I was wondering if document date gets the first found date from the first 4 pages of a file or if there is any other logic behind it.
I haven’t found answers to this in the manual.
Also, I’ve been using newest or oldest document date in smart rules, which works nicely, but in some documents, like in health lab reports, there are 3 dates, one of which is the birth date (oldest), one is the date of the blood draw (the one I want), and the newest is the date of egress. I want to get the date of the blood draw as the document date, which would usually work with oldest, but the birth date is obviously in the way for that.
Is it possible to exclude birth dates from oldest document dates somehow?
Additionally, I noticed that hours and seconds never seem to work in smart rules with document date placeholders. I tried the plain, newest and oldest and it usually results in 00:00 as the result (in the filename). The hours and seconds format in the documents tested is hh:mm, e.g. 14:05.
I’m ok with using creation date for hours and seconds, just thought I’d mention it.
Neither the file nor DEVONthink has any idea with a birth date is, so this isn’t feasible as suggested. Doing such a thing would depend on the text in the file.
Additionally, I noticed that hours and seconds never seem to work in smart rules with document date placeholders. I tried the plain, newest and oldest and it usually results in 00:00 as the result (in the filename). The hours and seconds format in the documents tested is hh:mm, e.g. 14:05.
Thank you.
But since I have no clue about Apple Script, I’ll probably rename everything like that manually, unless someone points me in the right direction.
An alternative to scripting could be to look for a marker before or after the date that you want, maybe “blood draw” or something. You could than use that in a smart rule with the action “scan text”…
Is this a PDF?
If so, use Data > Convert > to Plain Text and examine the text layer to see if the date stands alone or if there is the descriptive text before or after that date.
@chrillek@BLUEFROG Thanks guys. Yes, always PDF files that are OCR’d via Devon’s Abby integration.
There are two options. One option has text in front of the date (plus some more behind it).
Extraction at:14.12.20 15:35
The other option is in a new line without text before or after.
Date of collection
14.12.20 15:25
Currently reading page 266 of the manual, but it’s not clear to me yet what to do with this.
I guess I’d have to use string instead of date and then somehow convert this format to YYYY-MM-DD.

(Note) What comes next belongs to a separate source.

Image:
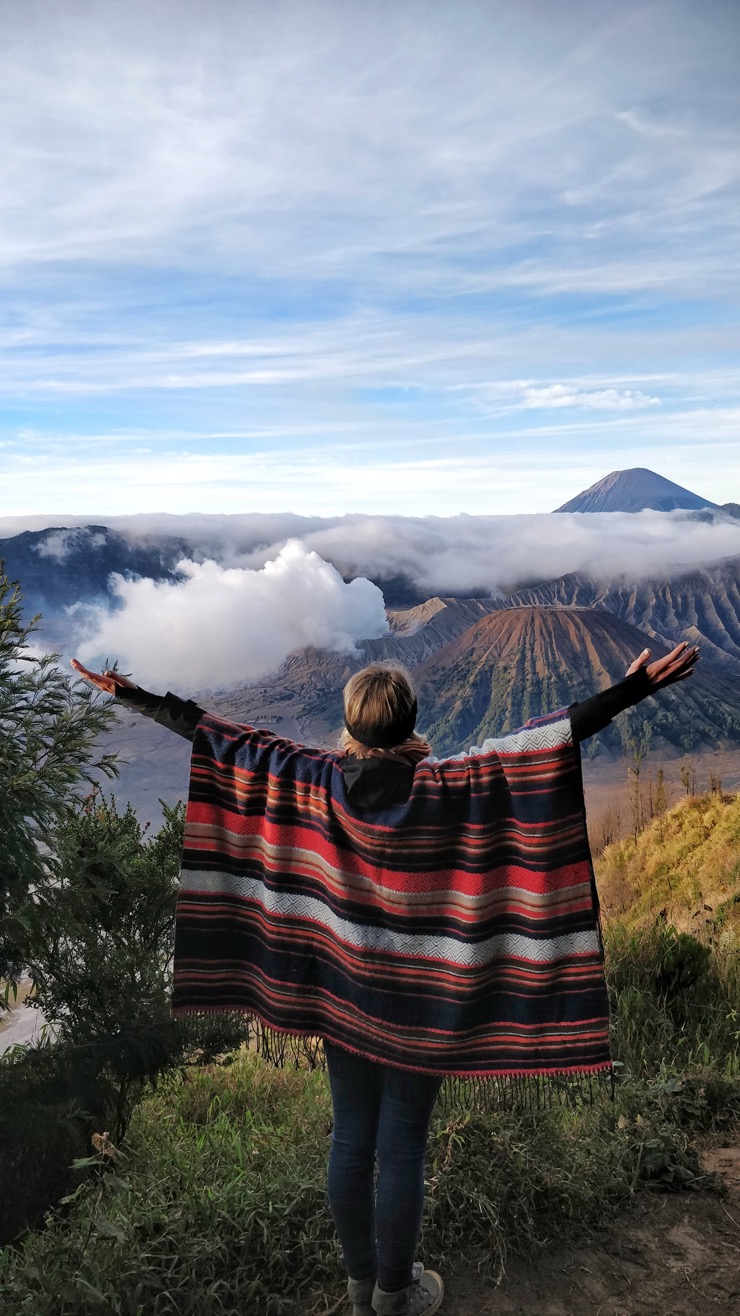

If you need date conversions with this kind of text scraping, you’d need to script this for sure. You can’t pass data between an action and an Execute Script action.
Obviously your “extraction” date consists of a date and a time. Whereas all the other dates in your file (presumably) have no time attached (birthdate? I don’t think so). So it would be possible to search for a regular expression like this one
(\d\d\.\d\d\.\d\d\s+\d\d:\d\d)
assuming that months, days, hours and minutes are always (!) given as two digit values. So one could extract this information from the text, but as @BLUEFROG said, one can’t use this value as is to set the creation date (or any date, it seems). [I seem to be hearing someone crying for more flexibility here: set the date to self-defined value, pass the result of a “scan text/name” operation to an external script … cf. Hazel.]
What you could do, though, is use a custom meta field (a string, probably) and store this date there. This should be possible in a smart rule.
What I could do is write a stand-alone JavaScript script to extract the afore-mentioned date and set the selected records’ creation date to this value. Unfortunately, this does not work with smart rules due to some problems with DT’s JavaScript support in this context. [which, I think, should be fixed]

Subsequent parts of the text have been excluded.